Digital delivery helps relieve that pressure by eliminating uncertainty before the shutdown ever begins by allowing teams to validate tie‑in points, confirm clearances and sequence work with precision.

Instead of discovering conflicts during the shutdown — when the cost of delay is highest — teams identify and resolve them weeks or months earlier. Digital tools help teams see to it that materials, prefabricated components and installation plans are aligned with actual field conditions, reducing the risk of surprises. By turning shutdowns into well‑modeled, predictable events rather than high‑stakes guesswork, digital delivery protects the project team’s ability to maintain uninterrupted production.

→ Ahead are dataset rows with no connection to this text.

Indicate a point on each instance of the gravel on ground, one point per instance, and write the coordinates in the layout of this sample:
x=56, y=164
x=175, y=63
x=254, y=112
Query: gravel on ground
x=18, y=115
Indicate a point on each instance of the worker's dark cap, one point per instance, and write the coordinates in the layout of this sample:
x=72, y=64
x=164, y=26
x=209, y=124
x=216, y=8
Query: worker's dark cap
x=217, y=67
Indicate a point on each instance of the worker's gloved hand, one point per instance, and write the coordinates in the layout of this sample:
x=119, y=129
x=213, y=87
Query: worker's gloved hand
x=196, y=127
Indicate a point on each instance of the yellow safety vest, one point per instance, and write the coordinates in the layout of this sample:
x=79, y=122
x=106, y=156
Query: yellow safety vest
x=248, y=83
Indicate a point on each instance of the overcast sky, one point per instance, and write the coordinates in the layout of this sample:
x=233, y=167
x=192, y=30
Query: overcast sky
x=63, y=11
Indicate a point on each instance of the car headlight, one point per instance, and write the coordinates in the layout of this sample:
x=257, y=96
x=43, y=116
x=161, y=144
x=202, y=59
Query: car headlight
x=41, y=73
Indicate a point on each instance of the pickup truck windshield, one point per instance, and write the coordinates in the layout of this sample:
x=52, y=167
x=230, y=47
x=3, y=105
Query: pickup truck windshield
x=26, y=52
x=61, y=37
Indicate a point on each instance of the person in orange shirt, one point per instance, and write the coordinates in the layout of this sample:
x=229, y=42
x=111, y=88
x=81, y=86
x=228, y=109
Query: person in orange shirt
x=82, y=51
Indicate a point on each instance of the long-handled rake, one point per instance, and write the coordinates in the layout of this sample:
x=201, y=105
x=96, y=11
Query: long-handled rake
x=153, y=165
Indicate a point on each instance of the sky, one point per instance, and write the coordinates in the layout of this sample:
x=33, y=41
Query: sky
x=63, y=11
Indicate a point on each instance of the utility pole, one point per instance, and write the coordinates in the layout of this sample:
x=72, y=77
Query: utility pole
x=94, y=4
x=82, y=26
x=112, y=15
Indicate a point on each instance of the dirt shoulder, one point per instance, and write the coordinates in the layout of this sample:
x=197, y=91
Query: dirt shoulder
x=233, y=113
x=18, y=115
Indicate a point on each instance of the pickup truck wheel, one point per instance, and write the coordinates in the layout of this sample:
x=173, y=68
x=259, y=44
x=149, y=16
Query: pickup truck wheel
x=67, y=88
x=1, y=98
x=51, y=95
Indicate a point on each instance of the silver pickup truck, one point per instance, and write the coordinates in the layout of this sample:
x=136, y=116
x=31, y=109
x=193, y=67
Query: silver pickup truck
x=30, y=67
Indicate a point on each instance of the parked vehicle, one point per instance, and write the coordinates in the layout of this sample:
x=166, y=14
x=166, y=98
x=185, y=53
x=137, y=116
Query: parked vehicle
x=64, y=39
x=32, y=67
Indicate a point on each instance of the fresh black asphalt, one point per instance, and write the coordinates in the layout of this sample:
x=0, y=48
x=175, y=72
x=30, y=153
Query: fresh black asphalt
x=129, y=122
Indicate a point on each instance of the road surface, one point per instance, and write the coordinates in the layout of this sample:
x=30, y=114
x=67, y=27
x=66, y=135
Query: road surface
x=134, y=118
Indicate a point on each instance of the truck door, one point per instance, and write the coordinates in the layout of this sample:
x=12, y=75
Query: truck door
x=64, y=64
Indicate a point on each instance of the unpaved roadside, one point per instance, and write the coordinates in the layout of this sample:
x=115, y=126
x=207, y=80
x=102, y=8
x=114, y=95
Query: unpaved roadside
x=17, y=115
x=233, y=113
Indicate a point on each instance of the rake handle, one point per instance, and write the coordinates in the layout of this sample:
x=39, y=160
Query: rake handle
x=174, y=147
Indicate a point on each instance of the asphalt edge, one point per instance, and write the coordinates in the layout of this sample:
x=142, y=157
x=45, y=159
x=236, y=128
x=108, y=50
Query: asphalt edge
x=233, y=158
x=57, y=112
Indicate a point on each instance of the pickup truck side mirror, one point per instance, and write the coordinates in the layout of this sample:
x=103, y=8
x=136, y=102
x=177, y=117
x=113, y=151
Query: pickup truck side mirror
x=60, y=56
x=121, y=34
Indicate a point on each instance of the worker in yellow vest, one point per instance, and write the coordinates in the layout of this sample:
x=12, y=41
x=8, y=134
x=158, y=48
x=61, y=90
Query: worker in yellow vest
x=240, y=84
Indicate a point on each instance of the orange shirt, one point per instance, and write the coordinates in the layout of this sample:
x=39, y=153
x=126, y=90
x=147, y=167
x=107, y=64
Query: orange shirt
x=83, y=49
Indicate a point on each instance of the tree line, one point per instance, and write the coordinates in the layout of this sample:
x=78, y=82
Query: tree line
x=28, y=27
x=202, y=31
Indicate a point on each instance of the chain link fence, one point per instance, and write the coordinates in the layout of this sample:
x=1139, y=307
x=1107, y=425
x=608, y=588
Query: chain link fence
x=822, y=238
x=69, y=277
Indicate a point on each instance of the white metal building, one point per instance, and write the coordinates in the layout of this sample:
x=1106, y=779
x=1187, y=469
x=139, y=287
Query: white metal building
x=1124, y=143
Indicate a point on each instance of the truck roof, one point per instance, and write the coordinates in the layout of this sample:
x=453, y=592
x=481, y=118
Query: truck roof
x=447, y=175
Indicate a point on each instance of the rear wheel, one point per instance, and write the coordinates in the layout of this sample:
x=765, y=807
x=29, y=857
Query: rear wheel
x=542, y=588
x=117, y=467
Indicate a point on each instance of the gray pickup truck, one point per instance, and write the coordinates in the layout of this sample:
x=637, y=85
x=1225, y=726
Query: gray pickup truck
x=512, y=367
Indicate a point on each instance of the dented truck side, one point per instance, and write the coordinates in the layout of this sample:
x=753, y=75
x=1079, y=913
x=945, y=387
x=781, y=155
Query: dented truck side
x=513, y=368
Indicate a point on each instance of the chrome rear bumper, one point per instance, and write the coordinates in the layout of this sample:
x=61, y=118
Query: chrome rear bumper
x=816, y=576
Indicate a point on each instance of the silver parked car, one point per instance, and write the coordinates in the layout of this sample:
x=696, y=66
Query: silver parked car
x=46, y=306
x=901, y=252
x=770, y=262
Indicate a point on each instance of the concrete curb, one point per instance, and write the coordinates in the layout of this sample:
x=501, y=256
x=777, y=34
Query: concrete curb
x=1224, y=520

When a team uses digital programs such as Cupix reality capture and Autodesk Forma, it can maintain a continuous visual record of site conditions. As a result, shutdown planning can become more precise and less assumption‑driven. Allowing, for example, a team to see what is behind walls and above ceilings without invasive investigation and ultimately enabling critical decisions to be based on verified conditions rather than guesses.

By maximizing the benefits of digital delivery over the scope of a project, teams can reduce the likelihood of mid‑shutdown surprises, which protects both schedule and operations.

How Digital Delivery Changes the Field Experience

Digital delivery services that rely on reality capture can help prevent specific routing and clearance conflicts that otherwise would surface during installation. Case in point, piping routes passing through congested ceiling spaces — common in older biologics facilities — often appear feasible in 2D drawings but clash with existing utilities in the field.

Laser scans and federated Navisworks models reveal these types of pain points early, allowing project teams to adjust routes before fabrication. This is where digital delivery proves it is not just theoretical. It is a practical, field‑proven way to directly reduce risk. For field supervision and craft teams, having access to continuously updated models and verified site conditions reduces ambiguity during installation. Using digital delivery, project crews responsible for complex projects can specifically:

  • View exact routes before entering a space.
  • Confirm clearances and tie‑in points.
  • Sequence work based on coordinated models.
  • Reduce rework caused by late‑stage discovery.

Digital delivery shifts the field experience from reactive problem‑solving to predictable execution. It also spreads information around more evenly across the team, reducing reliance on a few individuals with deep institutional knowledge. Relying only on institutional knowledge is not a scalable model. It enhances risk, creates bottlenecks and adds pressure in already demanding environments.

Using Visual Progress Data as a Decision-Making Tool

Project owners often struggle to validate progress, confirm completion or evaluate invoices without relying heavily on interpretation. A key digital delivery tool, AI‑enabled progress tracking can change that dynamic. Teams can now use objective visual data to confirm installed quantities, verify percent complete and resolve disputes. That visibility supports and enhances invoice reviews, confirms completions and helps resolve disputes using visual records rather than interpretation alone. For owners, this means decisions are grounded in evidence, which is especially valuable in regulated environments where time directly affects production and revenue.

A New Standard for Live Manufacturing Expansions

Once teams introduce continuous, data-verified visibility into site conditions, it becomes nearly impossible to return to traditional workflows. Without digital delivery, teams revert to assumptions, incomplete records and field‑driven discovery. After seeing how much risk can be removed early, that regression feels unacceptable.

As project complexity continues to grow, especially in regulated manufacturing environments, the idea that teams can simply absorb risk in the field becomes harder to defend. The greater risk may be continuing to accept avoidable uncertainty as part of the process.